Well, I'll throw in one criticism of McArdle's interpretation: Longer term longitudinal studies of mindset suggest that "growth mindset" people don't actually outperform "fixed mindset" people unless they all start at the same point. That's going to become important in a few paragraphs.

Now we come upon what I imagine will be the first of many segments of this book that make me twitch. You know those "everyone gets a trophy" leagues that your angry relatives on Facebook are always ranting about even though none of them have actually seen one? Well, welcome to the next six pages. This is an opportunity for McArdle to complain about grade inflation, social promotion, elite nursery schools, and a bunch of other right-wing betes noir that really feel like they belong in another book. Yes, she ties them back to their thesis, but it still reads like it was written by one of McArdle's perpetually aggrieved uncles and she slipped it in to pad out the word count.

You know, that whole paragraph was obviously written with well-off families in mind - as was the whole book, really. Rich kids have a privilege to fail not bestowed upon poor kids. Wasn't it John Scalzi who said something to the effect that being poor means having to live with everything you did when you were a teenager? Yes, it was. You know why I'm so sure? Because McArdle quotes him. In the first chapter of a book on the glory of failure, she admits that this doesn't apply to a large swath of Americans who are never more than one or two mistakes away from oblivion.

How does McArdle address this? She doesn't. Two paragraphs later and we're talking about video games. Is she going to come back to this? Was she delusional enough that she thought she had addressed it? Is this that old cynical propagandist's ploy of bring up counterarguments at the beginning and relying on a friendly audience to forget by the end that you never dealt with them?

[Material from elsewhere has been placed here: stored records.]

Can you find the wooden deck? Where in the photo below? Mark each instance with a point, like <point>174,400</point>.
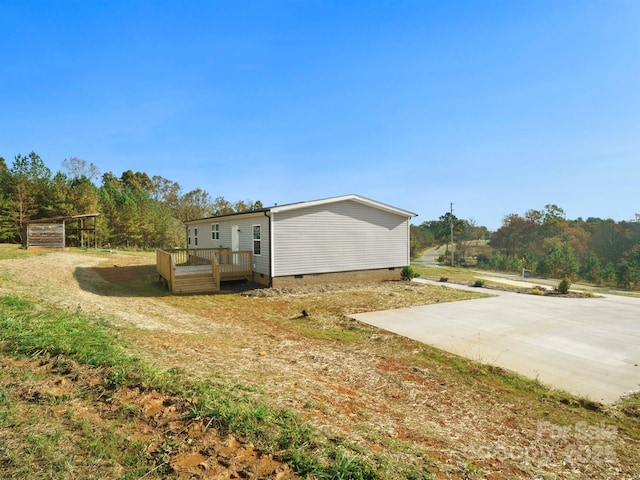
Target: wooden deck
<point>200,270</point>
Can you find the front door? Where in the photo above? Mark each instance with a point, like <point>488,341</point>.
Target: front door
<point>235,242</point>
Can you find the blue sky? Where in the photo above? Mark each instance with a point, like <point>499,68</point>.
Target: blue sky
<point>496,106</point>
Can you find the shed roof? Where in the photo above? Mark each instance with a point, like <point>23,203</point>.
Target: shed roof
<point>313,203</point>
<point>60,219</point>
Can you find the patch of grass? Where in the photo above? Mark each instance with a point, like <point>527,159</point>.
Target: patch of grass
<point>27,330</point>
<point>455,273</point>
<point>630,405</point>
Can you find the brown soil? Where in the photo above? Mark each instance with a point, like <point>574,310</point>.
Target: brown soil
<point>383,394</point>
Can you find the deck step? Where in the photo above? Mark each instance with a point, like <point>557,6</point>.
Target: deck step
<point>194,283</point>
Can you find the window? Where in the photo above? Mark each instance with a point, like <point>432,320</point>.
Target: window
<point>256,240</point>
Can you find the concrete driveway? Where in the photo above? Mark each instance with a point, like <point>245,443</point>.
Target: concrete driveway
<point>589,347</point>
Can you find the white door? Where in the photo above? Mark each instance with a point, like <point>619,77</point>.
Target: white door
<point>235,242</point>
<point>235,238</point>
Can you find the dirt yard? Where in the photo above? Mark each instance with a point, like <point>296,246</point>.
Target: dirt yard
<point>385,394</point>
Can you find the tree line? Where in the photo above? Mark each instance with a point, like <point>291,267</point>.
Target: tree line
<point>135,210</point>
<point>545,242</point>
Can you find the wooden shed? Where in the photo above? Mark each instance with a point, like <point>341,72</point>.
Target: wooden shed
<point>54,232</point>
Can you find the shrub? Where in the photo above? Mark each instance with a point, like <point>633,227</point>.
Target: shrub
<point>408,273</point>
<point>538,290</point>
<point>563,286</point>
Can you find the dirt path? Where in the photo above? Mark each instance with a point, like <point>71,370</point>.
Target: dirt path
<point>384,402</point>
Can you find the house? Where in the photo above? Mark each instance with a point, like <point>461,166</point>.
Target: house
<point>348,238</point>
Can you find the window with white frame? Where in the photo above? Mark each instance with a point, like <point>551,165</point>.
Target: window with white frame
<point>257,247</point>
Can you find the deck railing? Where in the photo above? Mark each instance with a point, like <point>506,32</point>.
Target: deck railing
<point>225,265</point>
<point>194,256</point>
<point>165,266</point>
<point>234,264</point>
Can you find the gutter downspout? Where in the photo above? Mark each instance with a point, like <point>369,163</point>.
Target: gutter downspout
<point>268,215</point>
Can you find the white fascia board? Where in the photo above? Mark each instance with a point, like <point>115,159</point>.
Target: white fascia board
<point>225,217</point>
<point>355,198</point>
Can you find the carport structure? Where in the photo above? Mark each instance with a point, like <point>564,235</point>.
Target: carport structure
<point>52,232</point>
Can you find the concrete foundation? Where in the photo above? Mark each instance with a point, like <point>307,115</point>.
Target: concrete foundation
<point>357,276</point>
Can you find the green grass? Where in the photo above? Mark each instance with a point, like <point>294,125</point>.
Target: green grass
<point>11,250</point>
<point>32,331</point>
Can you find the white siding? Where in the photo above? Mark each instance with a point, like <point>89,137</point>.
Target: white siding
<point>338,237</point>
<point>245,224</point>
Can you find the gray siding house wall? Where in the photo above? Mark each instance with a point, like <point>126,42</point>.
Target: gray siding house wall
<point>338,237</point>
<point>347,238</point>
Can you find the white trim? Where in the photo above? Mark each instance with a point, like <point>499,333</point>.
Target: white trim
<point>352,197</point>
<point>254,240</point>
<point>272,224</point>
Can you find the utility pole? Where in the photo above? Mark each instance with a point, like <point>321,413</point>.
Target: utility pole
<point>451,221</point>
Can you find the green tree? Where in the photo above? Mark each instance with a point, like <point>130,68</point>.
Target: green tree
<point>28,187</point>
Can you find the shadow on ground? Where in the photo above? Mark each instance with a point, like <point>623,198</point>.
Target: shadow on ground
<point>138,281</point>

That waits to be seen.

Hey, who wants to hear McArdle make a hash of video game history? You don't? Neither do I, but we're here and it's the end of the chapter, so let's get this over with. Here's McArdle's variation:

The early video games that my friends and I played in the 1980s - first in arcades, and then on home consoles like the Atari - were something like running a race where no one actually crosses the finish line. These games had dozens of levels, which almost no one ever actually completed. You started out with a certain number of lives, you got killed when you made a mistake, and even though many games featured opportunities to win bonus lives, eventually the tasks were just too hard...

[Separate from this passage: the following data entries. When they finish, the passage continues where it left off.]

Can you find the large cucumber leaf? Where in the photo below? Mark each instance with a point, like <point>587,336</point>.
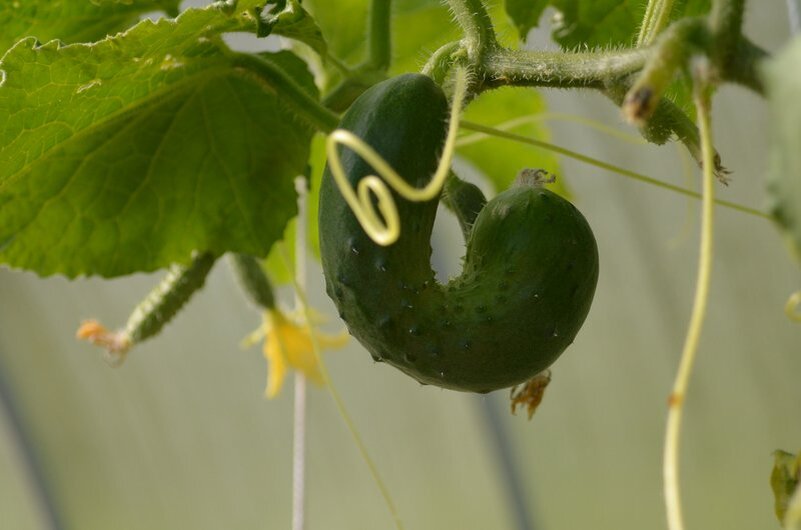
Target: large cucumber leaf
<point>72,20</point>
<point>128,154</point>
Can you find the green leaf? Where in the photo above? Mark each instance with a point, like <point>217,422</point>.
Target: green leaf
<point>129,154</point>
<point>500,160</point>
<point>288,18</point>
<point>280,264</point>
<point>599,23</point>
<point>72,20</point>
<point>783,79</point>
<point>784,481</point>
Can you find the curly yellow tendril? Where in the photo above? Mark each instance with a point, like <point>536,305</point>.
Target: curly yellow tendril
<point>385,232</point>
<point>793,307</point>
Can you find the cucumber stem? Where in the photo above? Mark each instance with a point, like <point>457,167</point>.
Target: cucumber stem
<point>670,469</point>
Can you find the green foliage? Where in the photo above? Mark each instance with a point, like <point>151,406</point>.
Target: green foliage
<point>784,480</point>
<point>129,154</point>
<point>498,160</point>
<point>783,78</point>
<point>72,20</point>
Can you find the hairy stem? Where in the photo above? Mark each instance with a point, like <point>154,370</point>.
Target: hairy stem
<point>725,23</point>
<point>643,37</point>
<point>677,396</point>
<point>657,16</point>
<point>670,53</point>
<point>479,35</point>
<point>559,69</point>
<point>441,61</point>
<point>607,166</point>
<point>275,79</point>
<point>379,36</point>
<point>168,298</point>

...It's no surprise that almost no one ever completed a game - or that people who did complete them were serious nerds capable of monomaniacal dedication to exhaustive pattern repetition.

Ugh, there's that humor again. I'm gobsmacked that McArdle got something like this wrong. The point of an arcade game is to maximize your score, not to "complete" it. Almost all of those games were (theoretically) endless, so there was no way to finish them unless you count the kill screen as the end. And a lot of those games didn't give you more points or scoring opportunities at later levels, so being able to rack up a lot of points in those early levels was a big part of getting an enduring high score. I can state for a fact that this is true in Galaga, my current retro cabinet obsession, as the waves are worth the same maximum score at every wave with the sole exception of the non-boss ships that split into waves of three after a certain wave (and those are hard to predict).

Was that pointless? Yeah, but so is this whole section. McArdle proceeds to write some half-accurate folderol about battery back-up and educational games. Save files probably did change video games, but what could that possibly have to do with fear of failure? She doesn't even try to tie this back into her thesis. McArdle meanders a lot, and I can guess why. This is a pretty trim book, and I suspect that McArdle struggled to keep her page count up while she was writing it. The industry's insistence on arbitrary page and word count limits are a powerful incentive to leave everything in, even material that's not on point. I'll be surprised if this is the only time it happens.

And that's Chapter 1. Only nine more to go.